Losses Ease At Japanese Firms

Annual Results: Most chemical makers feel less pain, but Shin‑Etsu's profits plummet

by Jean-François Tremblay
May 17, 2010 | A version of this story appeared in Volume 88, Issue 20

Despite lower sales figures, major Japanese chemical companies mostly cut their losses or improved their earnings in fiscal 2009, which ended on March 31. The main exception was Shin-Etsu Chemical, Japan’s most profitable chemical maker. Its earnings dropped 46% compared with a year ago, making the firm’s performance the worst in at least 12 years.

Sumitomo Chemical and Mitsubishi Chemical reversed their huge losses. Sumitomo posted a record loss of $633 million a year ago but recorded net earnings of $158 million in fiscal 2009. Mitsubishi, which lost more than $700 million a year ago, returned to profitability with a modest $137 million gain. Petrochemical producer Mitsui Chemicals, which lost a horrendous $1 billion last year, was not able to get back into the black.
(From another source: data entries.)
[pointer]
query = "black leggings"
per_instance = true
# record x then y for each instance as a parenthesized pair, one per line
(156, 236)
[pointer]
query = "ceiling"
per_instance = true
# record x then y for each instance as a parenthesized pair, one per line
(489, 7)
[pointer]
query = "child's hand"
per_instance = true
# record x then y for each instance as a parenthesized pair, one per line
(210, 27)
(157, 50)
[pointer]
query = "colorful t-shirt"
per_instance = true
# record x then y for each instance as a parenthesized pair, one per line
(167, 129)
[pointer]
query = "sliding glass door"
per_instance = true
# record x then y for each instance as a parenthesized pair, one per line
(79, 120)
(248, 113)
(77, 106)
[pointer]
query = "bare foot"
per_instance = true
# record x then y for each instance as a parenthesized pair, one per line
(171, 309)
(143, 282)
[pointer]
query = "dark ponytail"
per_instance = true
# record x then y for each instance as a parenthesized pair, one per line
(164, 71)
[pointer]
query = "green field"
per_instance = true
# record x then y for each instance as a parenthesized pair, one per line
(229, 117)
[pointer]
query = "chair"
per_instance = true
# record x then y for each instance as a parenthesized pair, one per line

Companies posting better results attributed the improvement to several factors. First and foremost, income statements last year were ravaged by gigantic write-downs on the value of inventories, but this was not a factor in the 2009 fiscal year. Furthermore, while the economy was miserable at home, Japanese majors encountered buoyant conditions in China, where they conduct more and more business every year.
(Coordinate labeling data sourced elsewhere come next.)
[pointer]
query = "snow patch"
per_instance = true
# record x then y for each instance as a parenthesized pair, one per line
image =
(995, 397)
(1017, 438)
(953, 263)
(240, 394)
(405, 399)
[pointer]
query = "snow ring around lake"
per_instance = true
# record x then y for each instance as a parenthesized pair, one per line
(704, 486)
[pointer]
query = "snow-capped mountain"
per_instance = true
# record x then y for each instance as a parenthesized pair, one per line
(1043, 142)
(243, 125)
“Generalizations are difficult with Japanese chemical makers because their range of products and geographic markets varies a lot from one company to another,” says Shuichi Nishimura, a managing director at Nomura Securities, in Tokyo, and the brokerage’s senior chemical analyst. “But the first half of the fiscal year was very tough for them. The second half was a lot better because the terrible capacity utilizations at their customers’ manufacturing sites improved, and demand outside Japan, especially in China, strengthened.”

Despite the generally improving profit picture, Japanese companies stress that they continue to face extremely difficult conditions in their home market.
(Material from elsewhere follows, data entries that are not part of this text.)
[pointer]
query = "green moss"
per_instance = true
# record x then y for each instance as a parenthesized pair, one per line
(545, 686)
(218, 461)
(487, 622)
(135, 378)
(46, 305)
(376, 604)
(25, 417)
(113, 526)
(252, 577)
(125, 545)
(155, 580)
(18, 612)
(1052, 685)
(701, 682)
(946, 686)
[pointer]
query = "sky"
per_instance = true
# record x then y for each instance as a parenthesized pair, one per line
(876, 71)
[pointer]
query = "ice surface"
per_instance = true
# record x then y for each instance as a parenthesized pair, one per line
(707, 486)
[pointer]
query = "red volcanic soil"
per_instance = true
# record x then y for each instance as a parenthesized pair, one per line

Shin-Etsu, the world’s largest producer of polyvinyl chloride and silicon wafers, blamed economic weakness for its drop in earnings. The firm said demand for polyvinyl chloride was poor in Japan and Europe, as well as in the U.S., where housing is in a “long period of stagnation.” Silicon wafers, meanwhile, suffered from weak pricing.

The 2010 fiscal year will likely be another lackluster one, Nishimura says. Although the first half is shaping up to be much like the second half of 2009, petrochemical producers are bracing for lower profits as new facilities start to come on-line in the Middle East and China.